I have a string that I am reading from another system. It's basically a long string that represents a list of key value pairs that are separated by a space in between. It looks like this:

 key:value[space]key:value[space]key:value[space]

So I wrote this code to parse it:

string myString = ReadinString();
string[] tokens = myString.split(' ');
foreach (string token in tokens) {
     string key = token.split(':')[0];
     string value = token.split(':')[1];
     .  . . . 
}

The issue now is that some of the values have spaces in them so my "simplistic" split at the top no longer works. I wanted to see how I could still parse out the list of key value pairs (given space as a separator character) now that I know there also could be spaces in the value field as split doesn't seem like it's going to be able to work anymore.

NOTE: I now confirmed that KEYs will NOT have spaces in them so I only have to worry about the values. Apologies for the confusion.

Use this regular expression:

\w+:[\w\s]+(?![\w+:])

I tested it on

test:testvalue test2:test value test3:testvalue3

It returns three matches:

test:testvalue
test2:test value
test3:testvalue3

You can change \w to any character set that can occur in your input.

Code for testing this:

var regex = new Regex(@"\w+:[\w\s]+(?![\w+:])");
var test = "test:testvalue test2:test value test3:testvalue3";

foreach (Match match in regex.Matches(test))
{
    var key = match.Value.Split(':')[0];
    var value = match.Value.Split(':')[1];

    Console.WriteLine("{0}:{1}", key, value);
}
Console.ReadLine();

As Wonko the Sane pointed out, this regular expression will fail on values with : . If you predict such situation, use \w+:[\w: ]+?(?:[\w+:]) as the regular expression. This will still fail when a colon in value is preceded by space though... I'll think about solution to this.

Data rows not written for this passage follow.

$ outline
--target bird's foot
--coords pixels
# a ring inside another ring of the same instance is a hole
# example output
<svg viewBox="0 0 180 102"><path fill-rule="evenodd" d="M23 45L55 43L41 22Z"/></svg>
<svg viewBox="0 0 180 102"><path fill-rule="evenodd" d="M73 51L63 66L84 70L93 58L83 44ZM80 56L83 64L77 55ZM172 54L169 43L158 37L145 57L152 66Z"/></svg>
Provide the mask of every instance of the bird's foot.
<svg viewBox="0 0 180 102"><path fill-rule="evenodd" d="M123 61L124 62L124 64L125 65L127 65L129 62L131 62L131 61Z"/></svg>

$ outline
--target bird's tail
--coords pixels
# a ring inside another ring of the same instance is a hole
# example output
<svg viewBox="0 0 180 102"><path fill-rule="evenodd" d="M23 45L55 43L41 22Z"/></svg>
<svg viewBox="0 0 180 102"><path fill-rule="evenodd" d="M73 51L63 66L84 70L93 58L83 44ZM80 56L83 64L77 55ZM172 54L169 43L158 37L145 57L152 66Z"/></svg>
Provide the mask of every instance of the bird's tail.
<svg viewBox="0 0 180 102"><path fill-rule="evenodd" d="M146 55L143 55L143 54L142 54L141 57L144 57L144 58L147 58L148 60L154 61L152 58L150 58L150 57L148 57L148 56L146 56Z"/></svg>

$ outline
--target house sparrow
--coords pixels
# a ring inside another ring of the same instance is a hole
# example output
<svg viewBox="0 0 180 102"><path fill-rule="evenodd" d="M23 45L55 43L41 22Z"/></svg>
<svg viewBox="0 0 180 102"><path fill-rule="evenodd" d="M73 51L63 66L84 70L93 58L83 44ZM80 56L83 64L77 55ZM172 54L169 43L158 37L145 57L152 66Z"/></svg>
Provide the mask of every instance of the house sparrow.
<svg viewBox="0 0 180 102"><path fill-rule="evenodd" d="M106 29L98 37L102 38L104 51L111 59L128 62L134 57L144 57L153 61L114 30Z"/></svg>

This cannot work without changing your split from a space to something else such as a "|".

Consider this:

Alfred Bester: Alfred Bester Alfred :Alfred Bester

  • Is this Key "Alfred Bester" & value Alfred" or Key "Alfred" & value "Bester Alfred"?
string input = "foo:Foobarius Maximus Tiberius Kirk bar:Barforama zap:Zip Brannigan";

foreach (Match match in Regex.Matches(input, @"(\w+):([^:]+)(?![\w+:])"))
{
   Console.WriteLine("{0} = {1}", 
       match.Groups[1].Value, 
       match.Groups[2].Value
      );
}

Gives you:

foo = Foobarius Maximus Tiberius Kirk
bar = Barforama
zap = Zip Brannigan

You could try to Url encode the content between the space ( The keys and the values not the: symbol ) but this would require that you have control over the Input Method.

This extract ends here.